Una begonia contro il melanoma. Sos prevenzione

Gabriella Pomposelli

Una begonia contro il melanoma, per sensibilizzare sulla diagnosi precoce e la ricerca. L’AILMAG scende in piazza sabato 8 maggio. L’iniziativa è a cura dell’Associazione italiana lotta al melanoma “Amici di Gabriella Pomposelli”, sodalizio nato su iniziativa della famiglia e di un gruppo di amici di Gabriella che, a causa di un melanoma, ha lasciato il marito e le due figlie, a soli 46 anni, nel 2017.

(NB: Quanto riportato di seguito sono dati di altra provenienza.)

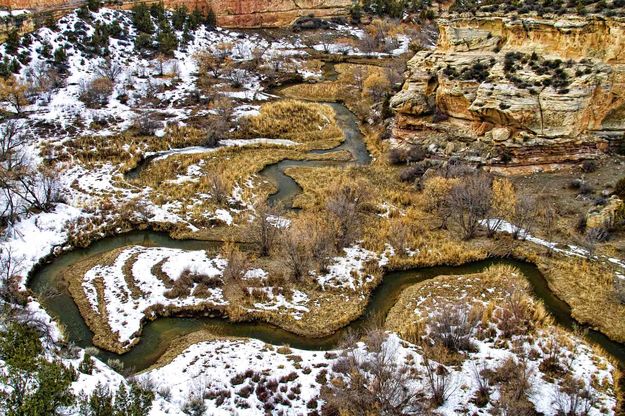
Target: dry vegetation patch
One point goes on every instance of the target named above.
(299, 121)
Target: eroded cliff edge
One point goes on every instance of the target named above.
(517, 92)
(229, 13)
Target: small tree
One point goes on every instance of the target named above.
(345, 206)
(372, 381)
(503, 205)
(263, 228)
(96, 92)
(376, 86)
(33, 386)
(13, 92)
(296, 247)
(469, 202)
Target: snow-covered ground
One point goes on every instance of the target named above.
(127, 298)
(215, 372)
(133, 286)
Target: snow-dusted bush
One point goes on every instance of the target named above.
(96, 93)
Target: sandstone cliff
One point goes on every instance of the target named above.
(524, 91)
(229, 13)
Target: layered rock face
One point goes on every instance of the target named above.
(522, 92)
(229, 13)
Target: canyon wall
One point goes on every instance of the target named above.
(229, 13)
(517, 91)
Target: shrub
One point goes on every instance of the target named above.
(619, 188)
(589, 166)
(586, 189)
(146, 125)
(395, 156)
(452, 328)
(96, 92)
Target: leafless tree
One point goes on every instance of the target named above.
(39, 188)
(549, 216)
(238, 262)
(482, 385)
(469, 202)
(109, 69)
(574, 398)
(524, 216)
(42, 80)
(96, 93)
(453, 328)
(218, 189)
(345, 206)
(12, 141)
(514, 376)
(263, 228)
(296, 250)
(439, 380)
(373, 382)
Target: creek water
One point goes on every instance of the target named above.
(157, 335)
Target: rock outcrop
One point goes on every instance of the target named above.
(519, 91)
(229, 13)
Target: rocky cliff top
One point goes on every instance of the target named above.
(524, 91)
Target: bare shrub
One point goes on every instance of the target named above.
(12, 92)
(296, 250)
(399, 236)
(574, 398)
(396, 156)
(435, 196)
(218, 189)
(109, 69)
(263, 228)
(12, 141)
(514, 376)
(453, 327)
(237, 265)
(514, 316)
(372, 383)
(96, 93)
(619, 287)
(482, 387)
(469, 202)
(524, 216)
(42, 80)
(216, 129)
(552, 361)
(145, 124)
(345, 206)
(412, 173)
(439, 381)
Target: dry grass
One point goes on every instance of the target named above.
(123, 150)
(234, 166)
(588, 289)
(346, 88)
(300, 121)
(323, 319)
(493, 285)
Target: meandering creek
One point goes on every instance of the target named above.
(157, 335)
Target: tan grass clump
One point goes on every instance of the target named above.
(293, 120)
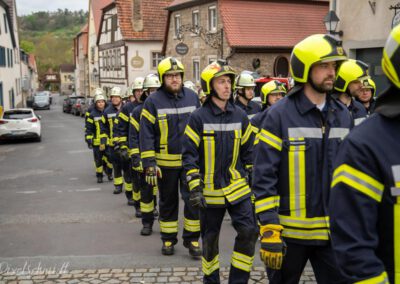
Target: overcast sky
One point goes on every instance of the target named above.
(26, 7)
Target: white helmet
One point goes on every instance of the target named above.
(151, 81)
(137, 84)
(190, 85)
(116, 92)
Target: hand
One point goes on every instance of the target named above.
(152, 173)
(273, 248)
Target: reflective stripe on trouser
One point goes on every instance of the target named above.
(98, 160)
(322, 260)
(173, 180)
(117, 167)
(244, 222)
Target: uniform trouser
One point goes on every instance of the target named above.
(99, 161)
(117, 166)
(244, 222)
(322, 260)
(173, 180)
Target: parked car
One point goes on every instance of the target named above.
(76, 108)
(20, 123)
(68, 102)
(41, 101)
(86, 106)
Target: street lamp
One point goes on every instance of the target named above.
(331, 21)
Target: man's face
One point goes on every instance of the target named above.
(365, 95)
(223, 87)
(273, 98)
(173, 82)
(116, 101)
(322, 76)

La sua forza d’animo ha spinto gli stessi a fare qualcosa che potesse servire a sensibilizzare le persone sull’importanza della prevenzione. Obiettivo principale dell’associazione, infatti, è proprio quello di attivare una serie di iniziative che facciano divenire la parola “prevenzione” di uso comune nel linguaggio di bambine e bambini, di donne e uomini di tutte le età.

Enjoy sun

L’appuntamento si inserisce nella campagna di sensibilizzazione Enjoy Sun. I banchetti dell’AILMAG saranno presenti sabato 8 maggio nelle piazze di: Nocera Inferiore, Nocera Superiore, Pagani, Contursi Terme, Giffoni Valle Piana, Angri, Siano, Baronissi, Castel San Giorgio, Giffoni Valle Piana e Mercato San Severino. Donando 10 euro si riceverà, insieme alla begonia, la guida EnjoySun e il fumetto della sentinella Mark. «Scegli il fiore della solidarietà e sostieni l’iniziativa sulla corretta foto-esposizione», affermano dall’Associazione.

Prevenzione trascurata

Una tematica importante da rilanciare, in quanto negli ultimi 12 mesi gli italiani hanno trascurato la prevenzione del melanoma. Si tratta del più aggressivo fra i tumori della pelle, rinviando o annullando molte visite di controllo e accertamenti. In generale, sono 7 su 10 coloro che hanno cambiato atteggiamento nei confronti della salute con l’emergenza sanitaria. Il 52% ha deciso di rimandare qualche visita e il 78% non ha ritenuto così importante fissare un appuntamento per la mappatura dei nei.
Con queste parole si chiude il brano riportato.